Imagine if you can, an album that features members of Napalm Death, Merzbow, The Wildhearts and The Cardiacs. Do you have that image in your mind now? Imagine if that album also featured, guesting on vocals, Mark E Smith of The Fall. What would that album sound like? Well “Error 500”, the second release from Mutation, is that album, and for any serious lover of music, it is an undeniably essential release. Turning on a sixpence from technically dense guitar riffs and time signatures, to grindcore, before adding delicate vocal harmonies, this is a release that defines fusion in its’ purest sense.
‘Bracken’ opens the album with an initial brutality that displays just one element of the sonic palette employed. There is energy and aggression delivered with breath taking technical skill, which leaks over into ‘Utopia Syndrome’. This track however very quickly mutates into a bouncing sing a long, before descending back into a sheer wall of noise. The words here, however, do not do justice to the music on offer. ‘White Leg’ has a thunderous momentum, and a pummelling chord progression that is both exhilarating and cerebral, even with a passage that could almost be taken for a traditional Christmas song.
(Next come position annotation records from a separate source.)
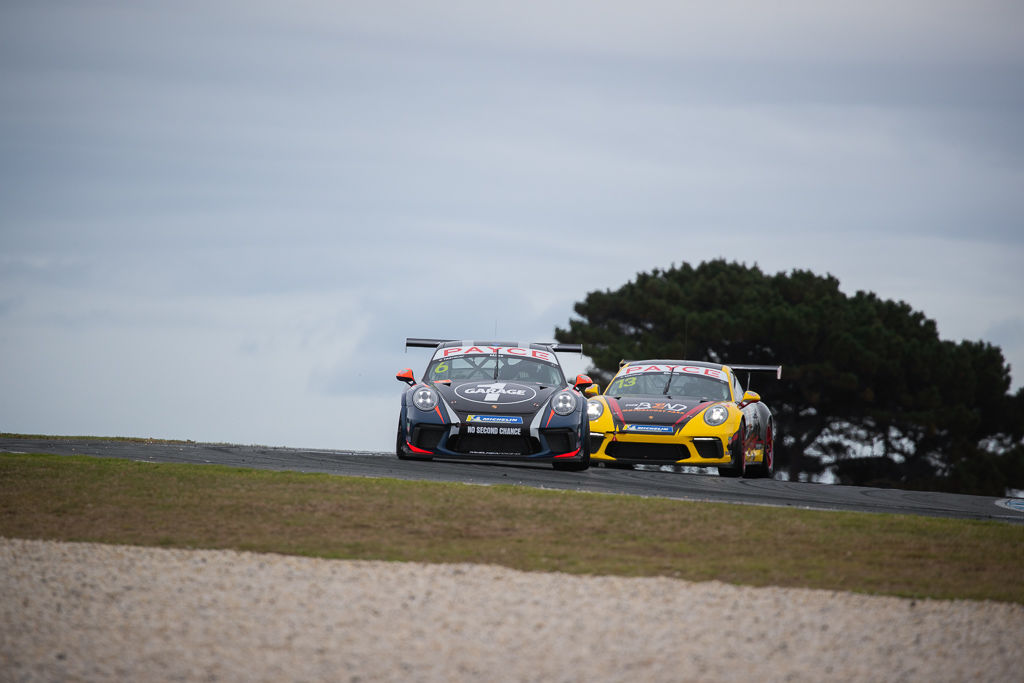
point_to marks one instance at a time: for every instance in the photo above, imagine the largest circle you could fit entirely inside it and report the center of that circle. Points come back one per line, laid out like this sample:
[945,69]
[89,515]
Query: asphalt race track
[651,482]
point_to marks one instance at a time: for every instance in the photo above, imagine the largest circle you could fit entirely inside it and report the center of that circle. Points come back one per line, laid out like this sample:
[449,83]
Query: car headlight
[563,402]
[716,415]
[425,398]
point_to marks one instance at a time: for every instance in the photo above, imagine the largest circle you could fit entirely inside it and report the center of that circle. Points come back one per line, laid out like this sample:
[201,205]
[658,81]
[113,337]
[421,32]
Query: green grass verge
[205,506]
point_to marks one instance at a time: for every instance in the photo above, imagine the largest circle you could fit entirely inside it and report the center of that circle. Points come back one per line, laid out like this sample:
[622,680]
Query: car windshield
[682,384]
[513,369]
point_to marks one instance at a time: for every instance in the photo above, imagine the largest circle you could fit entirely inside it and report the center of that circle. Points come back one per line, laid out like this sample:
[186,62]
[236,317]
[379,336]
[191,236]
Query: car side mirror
[583,383]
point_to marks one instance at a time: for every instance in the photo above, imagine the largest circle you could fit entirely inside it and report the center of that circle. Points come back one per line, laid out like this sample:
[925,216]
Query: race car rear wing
[416,342]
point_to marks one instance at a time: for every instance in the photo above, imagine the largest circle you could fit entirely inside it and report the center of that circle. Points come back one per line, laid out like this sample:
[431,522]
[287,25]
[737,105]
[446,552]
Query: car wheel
[738,458]
[584,462]
[767,466]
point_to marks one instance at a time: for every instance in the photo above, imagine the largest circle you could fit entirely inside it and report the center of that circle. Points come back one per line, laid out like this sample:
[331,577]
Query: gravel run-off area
[72,611]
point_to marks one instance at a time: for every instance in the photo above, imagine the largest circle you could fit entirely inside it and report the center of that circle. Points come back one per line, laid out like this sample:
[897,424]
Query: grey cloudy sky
[220,220]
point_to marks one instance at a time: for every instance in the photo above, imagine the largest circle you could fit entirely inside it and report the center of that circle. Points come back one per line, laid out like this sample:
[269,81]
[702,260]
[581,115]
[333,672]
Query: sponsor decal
[649,429]
[494,430]
[546,356]
[496,419]
[688,370]
[496,392]
[659,407]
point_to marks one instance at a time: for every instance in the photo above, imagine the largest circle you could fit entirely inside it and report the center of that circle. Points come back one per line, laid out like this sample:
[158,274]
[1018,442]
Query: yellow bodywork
[694,440]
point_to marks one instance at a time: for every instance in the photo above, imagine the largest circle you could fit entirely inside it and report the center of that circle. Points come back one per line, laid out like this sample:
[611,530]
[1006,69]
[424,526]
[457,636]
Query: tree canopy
[868,390]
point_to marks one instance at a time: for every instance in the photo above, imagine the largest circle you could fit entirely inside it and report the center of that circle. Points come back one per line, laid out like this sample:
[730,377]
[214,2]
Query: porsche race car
[683,413]
[495,400]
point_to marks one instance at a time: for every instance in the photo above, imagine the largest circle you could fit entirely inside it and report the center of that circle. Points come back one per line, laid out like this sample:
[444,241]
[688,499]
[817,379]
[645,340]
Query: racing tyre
[767,467]
[584,462]
[399,444]
[738,458]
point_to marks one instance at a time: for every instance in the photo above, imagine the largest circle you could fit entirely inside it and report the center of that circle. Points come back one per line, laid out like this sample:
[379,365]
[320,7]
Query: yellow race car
[683,413]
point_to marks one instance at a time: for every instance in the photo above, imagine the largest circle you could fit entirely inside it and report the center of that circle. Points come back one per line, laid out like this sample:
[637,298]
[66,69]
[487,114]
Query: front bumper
[670,450]
[556,444]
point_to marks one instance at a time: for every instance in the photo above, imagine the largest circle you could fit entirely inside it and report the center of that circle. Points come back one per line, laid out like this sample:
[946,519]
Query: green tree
[868,389]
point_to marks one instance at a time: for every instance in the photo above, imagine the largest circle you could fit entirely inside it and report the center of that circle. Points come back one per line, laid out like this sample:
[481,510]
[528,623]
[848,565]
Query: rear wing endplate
[760,369]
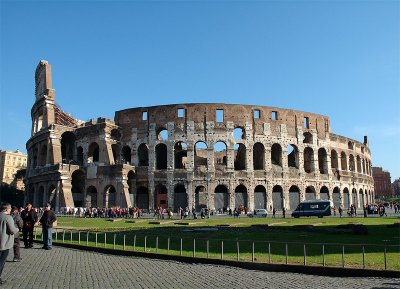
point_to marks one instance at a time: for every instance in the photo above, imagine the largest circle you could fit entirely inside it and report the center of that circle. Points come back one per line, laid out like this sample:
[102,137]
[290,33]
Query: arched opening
[91,197]
[343,161]
[200,196]
[240,157]
[200,154]
[126,155]
[161,196]
[221,198]
[142,198]
[220,155]
[293,156]
[276,155]
[132,186]
[109,196]
[260,197]
[294,197]
[322,161]
[241,197]
[43,155]
[52,197]
[93,153]
[334,160]
[78,188]
[67,147]
[346,198]
[307,138]
[258,156]
[162,134]
[238,133]
[143,155]
[116,156]
[180,152]
[79,155]
[336,197]
[277,198]
[308,160]
[324,193]
[180,197]
[161,156]
[310,193]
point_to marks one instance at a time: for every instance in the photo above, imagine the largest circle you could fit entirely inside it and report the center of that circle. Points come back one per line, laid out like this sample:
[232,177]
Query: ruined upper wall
[236,113]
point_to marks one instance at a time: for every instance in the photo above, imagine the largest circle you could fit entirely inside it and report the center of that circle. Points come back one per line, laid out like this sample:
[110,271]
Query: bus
[319,208]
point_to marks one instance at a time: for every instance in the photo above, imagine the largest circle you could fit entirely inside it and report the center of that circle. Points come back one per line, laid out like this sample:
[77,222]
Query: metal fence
[373,256]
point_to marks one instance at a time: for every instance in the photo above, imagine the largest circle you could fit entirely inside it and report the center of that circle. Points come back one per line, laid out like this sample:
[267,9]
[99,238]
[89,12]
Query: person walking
[29,217]
[47,220]
[7,232]
[18,224]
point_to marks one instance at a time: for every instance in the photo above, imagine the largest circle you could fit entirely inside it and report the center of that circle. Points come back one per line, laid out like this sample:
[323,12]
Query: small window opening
[181,112]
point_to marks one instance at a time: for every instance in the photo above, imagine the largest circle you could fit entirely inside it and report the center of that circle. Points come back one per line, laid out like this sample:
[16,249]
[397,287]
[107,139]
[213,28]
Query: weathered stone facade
[195,155]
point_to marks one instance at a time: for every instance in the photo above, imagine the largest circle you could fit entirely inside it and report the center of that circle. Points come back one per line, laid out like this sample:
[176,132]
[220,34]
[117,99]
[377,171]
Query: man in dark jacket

Devotees of The Cardiacs will be more than pleased with the abrupt changes in tempo, time signature and mood of tunes such as ‘Protein’, music totally for the head and heart. Mark E Smith performing on any tune, with his distinctive vocal delivery, can easily transform any piece into a Fall song. Not the case with “Mutation” however. The splenic voice most of us love to hear adorning any tune is recognisable, but here we have a demented array of electronic noise wizardry to back it up.
Fans of Devo may recognise a possible Mothersbaugh influence on ‘Computer, This is Not What I…’ whilst ‘Sun of White Leg’ has the listener reeling from the onslaught of flailing blast beats one moment, before checking their music system the next to see if a mid-1970’s Electric Light Orchestra album hasn’t been slipped on by mistake. A good example of how this dense mix of instruments avoids being confused in the production is “Relentless Confliction”, which literally grips the listener by the shoulders and shakes the music into to them. “Innocentes In Morte” appears to blend Frank Zappa’s synclaver compositions with the majesty of black metal, before the album closes on a “comparatively” lighter note with the “Benzo Fury”, ever so slightly less frenzied as the rest of “Error 500” but no less majestic.
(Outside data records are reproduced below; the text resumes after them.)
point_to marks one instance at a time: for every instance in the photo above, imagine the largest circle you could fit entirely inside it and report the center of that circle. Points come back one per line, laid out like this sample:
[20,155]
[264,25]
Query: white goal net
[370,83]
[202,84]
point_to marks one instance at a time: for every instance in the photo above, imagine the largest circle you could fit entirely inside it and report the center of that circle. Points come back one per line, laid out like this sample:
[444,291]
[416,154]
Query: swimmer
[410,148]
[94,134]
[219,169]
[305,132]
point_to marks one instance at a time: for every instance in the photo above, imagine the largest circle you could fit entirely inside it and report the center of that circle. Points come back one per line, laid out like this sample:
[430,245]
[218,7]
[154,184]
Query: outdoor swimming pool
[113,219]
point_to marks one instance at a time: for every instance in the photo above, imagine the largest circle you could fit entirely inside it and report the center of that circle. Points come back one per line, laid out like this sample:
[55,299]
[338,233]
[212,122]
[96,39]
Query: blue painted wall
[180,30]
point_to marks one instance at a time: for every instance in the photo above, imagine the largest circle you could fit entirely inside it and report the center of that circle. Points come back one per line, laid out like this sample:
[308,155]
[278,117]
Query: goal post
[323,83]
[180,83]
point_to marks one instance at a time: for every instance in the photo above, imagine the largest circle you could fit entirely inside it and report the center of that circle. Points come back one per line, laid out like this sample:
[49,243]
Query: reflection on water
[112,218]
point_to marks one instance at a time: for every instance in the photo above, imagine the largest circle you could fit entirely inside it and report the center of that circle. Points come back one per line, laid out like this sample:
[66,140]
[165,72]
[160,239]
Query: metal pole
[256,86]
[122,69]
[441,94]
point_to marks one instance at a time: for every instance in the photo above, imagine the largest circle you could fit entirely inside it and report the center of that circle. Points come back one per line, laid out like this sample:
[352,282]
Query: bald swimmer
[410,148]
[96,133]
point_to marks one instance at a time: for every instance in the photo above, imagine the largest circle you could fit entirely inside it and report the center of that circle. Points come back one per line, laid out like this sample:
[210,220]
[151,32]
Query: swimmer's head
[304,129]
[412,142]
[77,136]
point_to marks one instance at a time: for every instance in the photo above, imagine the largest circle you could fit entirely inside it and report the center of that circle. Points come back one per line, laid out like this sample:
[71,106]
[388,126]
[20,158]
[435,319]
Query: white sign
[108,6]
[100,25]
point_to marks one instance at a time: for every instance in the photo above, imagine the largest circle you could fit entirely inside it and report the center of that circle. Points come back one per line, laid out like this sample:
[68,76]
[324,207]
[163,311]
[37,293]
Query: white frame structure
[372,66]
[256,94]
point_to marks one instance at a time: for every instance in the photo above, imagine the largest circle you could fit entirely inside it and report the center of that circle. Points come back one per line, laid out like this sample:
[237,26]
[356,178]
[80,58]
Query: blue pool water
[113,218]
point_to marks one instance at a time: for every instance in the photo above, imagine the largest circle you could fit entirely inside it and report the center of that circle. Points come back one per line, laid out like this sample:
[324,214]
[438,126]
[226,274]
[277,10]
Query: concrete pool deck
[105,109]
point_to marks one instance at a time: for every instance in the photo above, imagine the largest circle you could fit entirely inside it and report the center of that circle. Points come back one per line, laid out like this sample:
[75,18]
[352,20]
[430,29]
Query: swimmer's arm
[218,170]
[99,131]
Hopefully this release will help to introduce artists such as Ginger Wildheart, Mark E Smith and Merzbow to a new audience of listeners who are willing to take on board releases that are not always easily accessible, but are always ultimately rewarding, from the mighty Ipecac label. Fans of Mike Patton and Mr Bungle will not only recognise the fractured schizophrenic style, but will relish the fact that Mutation have taken those values one step further.